August 24, 2022

Past Paper Model Answer

Paper Paper Model Answer

Paper 1 2019 8 Marker: With Reference to Extract B, Examine the Likely Benefits to Consumers of the Integration Between BT and EE. 8 marks

Knowledge - 2 marks

Application - 2 marks

Analysis - 2 marks

Eval - 2 marks

Structure

Para 1: Knowledge - Define an economic concept from the question

Para 2: Analysis - Answer the question + application

Para 3: Evaluation - Provide the opposing view + knowledge

Para 4: Analysis - Answer the question + application

Para 5: Evaluation - Provide the opposing view

The integration between BT and EE is an example of a horizontal merger. This is where two firms merge at the same state of the production process.

One benefit to consumers is better quality of service provided by BT and EE. The merger is likely to increase the firm’s supernormal profits and thus enable them to become more dynamically efficient. This is because the higher profits could be reinvested to for example, help improve internet speeds, technological innovation and customer service. The extract states that “the profit of the UK based telecommunications group rose to £556 in the second quarter of 2017”.


However, to evaluate, the additional profits may not be reinvested and instead redistributed to shareholders. As such, customers may not benefit from an improvement in the service or technology offered by BT and EE.

Additionally, consumers could benefit from lower prices and thus higher consumer surplus. The merger between BT and EE would allow BT to grow and benefit from economies of scale. For instance, BT could benefit from purchasing economies of scale, allowing them to secure discounts from their suppliers on the inputs they buy as they purchase larger quantities. This would reduce their cost of production and they could pass this on to consumers by lowering prices.
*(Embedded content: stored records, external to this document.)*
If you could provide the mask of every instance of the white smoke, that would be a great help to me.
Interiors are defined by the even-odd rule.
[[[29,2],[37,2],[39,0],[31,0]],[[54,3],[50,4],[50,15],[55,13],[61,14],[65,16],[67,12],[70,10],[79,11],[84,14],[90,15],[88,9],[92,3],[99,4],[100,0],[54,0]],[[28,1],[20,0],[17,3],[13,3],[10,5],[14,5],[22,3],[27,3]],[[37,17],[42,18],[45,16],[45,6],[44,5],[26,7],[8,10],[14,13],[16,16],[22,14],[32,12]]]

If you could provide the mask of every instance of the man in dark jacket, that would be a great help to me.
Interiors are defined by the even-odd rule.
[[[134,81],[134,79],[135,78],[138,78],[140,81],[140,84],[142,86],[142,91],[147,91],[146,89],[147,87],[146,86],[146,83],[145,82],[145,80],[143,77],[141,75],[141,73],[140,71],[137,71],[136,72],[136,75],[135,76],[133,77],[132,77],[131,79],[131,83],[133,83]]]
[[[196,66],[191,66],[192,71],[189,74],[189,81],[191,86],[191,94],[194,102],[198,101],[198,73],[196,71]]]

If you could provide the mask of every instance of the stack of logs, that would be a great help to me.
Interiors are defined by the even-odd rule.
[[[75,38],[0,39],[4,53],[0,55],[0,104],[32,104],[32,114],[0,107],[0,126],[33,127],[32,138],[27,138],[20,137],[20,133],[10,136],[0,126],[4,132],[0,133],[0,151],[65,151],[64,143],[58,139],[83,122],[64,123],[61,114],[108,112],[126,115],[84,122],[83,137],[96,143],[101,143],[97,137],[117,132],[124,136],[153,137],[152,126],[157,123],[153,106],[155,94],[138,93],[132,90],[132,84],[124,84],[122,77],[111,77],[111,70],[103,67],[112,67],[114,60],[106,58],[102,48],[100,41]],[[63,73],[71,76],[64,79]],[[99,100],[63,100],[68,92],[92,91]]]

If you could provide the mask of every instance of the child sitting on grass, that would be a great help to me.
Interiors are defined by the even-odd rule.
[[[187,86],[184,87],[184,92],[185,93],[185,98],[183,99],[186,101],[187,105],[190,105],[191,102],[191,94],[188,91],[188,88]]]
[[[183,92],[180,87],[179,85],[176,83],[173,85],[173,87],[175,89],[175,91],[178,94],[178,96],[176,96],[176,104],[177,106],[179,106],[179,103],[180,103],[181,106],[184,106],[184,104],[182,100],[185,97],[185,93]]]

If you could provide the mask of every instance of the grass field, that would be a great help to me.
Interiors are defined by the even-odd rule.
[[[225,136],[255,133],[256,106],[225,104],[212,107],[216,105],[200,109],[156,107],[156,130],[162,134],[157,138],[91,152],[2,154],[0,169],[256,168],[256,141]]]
However, the merger may result in decreased competition and therefore less of an incentive for BT to lowers its prices. The extract states that the “integration has resulted in BT controlling 35% of the mobile consumer market”. According to the CMA, a firm possess monopoly power if its market share is greater than 25%. As such, BT will now have greater price setting powers and therefore prices may not be lowered, meaning consumers may not actually benefit.